A norma determina que plataformas que utilizam sistemas de recomendação não devem sugerir contas de candidatos registradas na Justiça Eleitoral a usuários que não as seguem.
A regra ganhou destaque após o X (antigo Twitter) anunciar mudanças em seu algoritmo para se adequar às exigências da Justiça Eleitoral brasileira.
De acordo com testes realizado na tarde desta segunda-feira (17), três das 30 primeiras publicações exibidas no feed do Instagram pertenciam a perfis que não eram seguidos pela conta utilizada e que haviam sido informados pelos respectivos candidatos como oficiais ao TSE.
Em um segundo teste, realizado depois de o algoritmo identificar interesse do usuário por determinado assunto, foram encontradas 13 recomendações de candidatos entre as 30 primeiras publicações exibidas no feed.
Segundo o Metrópoles, o comportamento também teria sido identificado no Facebook e em contas do Instagram.
A resolução do TSE que regulamenta a propaganda eleitoral nas plataformas digitais recebeu alterações nos últimos anos para estabelecer regras específicas sobre sistemas de recomendação.
O texto determina que provedores que utilizam mecanismos de recomendação devem excluir dos resultados os canais e perfis de candidatos informados à Justiça Eleitoral.
A regra prevê exceção para as hipóteses legalmente autorizadas de impulsionamento pago.
Neste ano, também foi incluída uma determinação que proíbe as plataformas de “ranquear, recomendar, sugerir ou priorizar” candidatos, campanhas, partidos políticos, federações ou coligações.
A medida não impede que candidatos utilizem suas próprias redes sociais nem proíbe a contratação de publicidade ou impulsionamento dentro das hipóteses permitidas pela legislação.

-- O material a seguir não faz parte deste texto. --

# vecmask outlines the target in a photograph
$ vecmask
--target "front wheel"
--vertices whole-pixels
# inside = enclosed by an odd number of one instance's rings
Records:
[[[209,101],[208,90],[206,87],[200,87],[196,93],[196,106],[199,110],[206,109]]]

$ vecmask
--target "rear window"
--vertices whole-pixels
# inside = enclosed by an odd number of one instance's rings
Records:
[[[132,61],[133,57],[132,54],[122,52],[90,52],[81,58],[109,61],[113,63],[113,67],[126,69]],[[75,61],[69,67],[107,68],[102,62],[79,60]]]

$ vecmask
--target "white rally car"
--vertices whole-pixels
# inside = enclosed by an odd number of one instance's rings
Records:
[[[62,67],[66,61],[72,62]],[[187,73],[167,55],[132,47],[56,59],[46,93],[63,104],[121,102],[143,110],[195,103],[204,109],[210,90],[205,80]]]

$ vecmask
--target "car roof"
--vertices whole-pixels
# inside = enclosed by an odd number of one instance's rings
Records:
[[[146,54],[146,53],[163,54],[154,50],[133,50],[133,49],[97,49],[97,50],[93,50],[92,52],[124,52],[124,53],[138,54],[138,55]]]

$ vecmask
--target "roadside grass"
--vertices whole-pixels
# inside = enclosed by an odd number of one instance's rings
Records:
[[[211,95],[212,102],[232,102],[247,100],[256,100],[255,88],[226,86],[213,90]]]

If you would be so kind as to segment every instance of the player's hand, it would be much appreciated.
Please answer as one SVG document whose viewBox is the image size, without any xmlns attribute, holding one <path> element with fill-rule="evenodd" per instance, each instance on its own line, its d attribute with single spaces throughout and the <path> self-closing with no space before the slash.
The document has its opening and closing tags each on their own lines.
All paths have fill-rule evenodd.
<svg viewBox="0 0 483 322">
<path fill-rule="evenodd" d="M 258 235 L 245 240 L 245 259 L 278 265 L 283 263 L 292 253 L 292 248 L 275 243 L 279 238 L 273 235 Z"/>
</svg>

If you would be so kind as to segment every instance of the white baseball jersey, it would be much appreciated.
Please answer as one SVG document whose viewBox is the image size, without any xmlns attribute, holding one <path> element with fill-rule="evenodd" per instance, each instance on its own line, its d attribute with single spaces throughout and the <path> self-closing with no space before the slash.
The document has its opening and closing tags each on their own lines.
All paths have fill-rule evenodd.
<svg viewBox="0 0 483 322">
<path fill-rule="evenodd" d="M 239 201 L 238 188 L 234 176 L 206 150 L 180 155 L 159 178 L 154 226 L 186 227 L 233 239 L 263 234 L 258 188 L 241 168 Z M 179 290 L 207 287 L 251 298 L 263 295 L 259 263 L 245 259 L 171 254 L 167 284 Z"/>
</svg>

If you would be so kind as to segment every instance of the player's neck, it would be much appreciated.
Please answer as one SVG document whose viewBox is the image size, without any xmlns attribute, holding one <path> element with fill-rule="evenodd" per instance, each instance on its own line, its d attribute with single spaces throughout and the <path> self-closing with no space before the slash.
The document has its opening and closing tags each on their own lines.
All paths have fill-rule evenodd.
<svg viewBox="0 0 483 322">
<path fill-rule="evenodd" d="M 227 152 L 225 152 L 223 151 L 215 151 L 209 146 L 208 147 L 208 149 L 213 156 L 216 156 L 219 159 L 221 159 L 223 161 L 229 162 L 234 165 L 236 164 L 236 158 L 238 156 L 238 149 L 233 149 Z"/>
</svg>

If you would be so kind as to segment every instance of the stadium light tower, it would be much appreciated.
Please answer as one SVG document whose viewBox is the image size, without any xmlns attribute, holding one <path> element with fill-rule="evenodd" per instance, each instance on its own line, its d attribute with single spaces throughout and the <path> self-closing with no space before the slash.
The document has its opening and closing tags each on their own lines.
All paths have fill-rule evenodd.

No domingo (16), primeiro dia oficial da campanha eleitoral, o X anunciou mudanças em seu sistema de recomendações para atender às determinações da Justiça Eleitoral.
A plataforma informou que contas oficiais de candidatos e suas publicações continuariam disponíveis nos respectivos perfis, mas deixariam de ser recomendadas para usuários que não as seguem.
A medida foi alvo de críticas de uma autoridade do governo dos Estados Unidos, que classificou a mudança como uma suposta forma de censura no processo eleitoral brasileiro.
Procurada, a Meta afirmou que “atua em conformidade com as resoluções do TSE” e que está adotando as medidas previstas pela Justiça Eleitoral.
A empresa acrescentou que algumas das medidas começaram a ser implementadas a partir da divulgação das informações oficiais sobre as candidaturas, em 16 de agosto.
Nesta segunda-feira, a Meta também atualizou uma publicação em seu blog sobre as eleições de 2026. Segundo a empresa, na semana anterior foi apresentado um Plano de Conformidade em atendimento à Portaria nº 463, de 27 de julho de 2026.
O documento, de acordo com a Meta, detalha as medidas adotadas para prevenir e reduzir riscos à integridade do processo eleitoral em suas plataformas.
A empresa afirmou ainda que mantém diálogo com as autoridades eleitorais e a sociedade para aprimorar suas medidas de segurança durante o período eleitoral.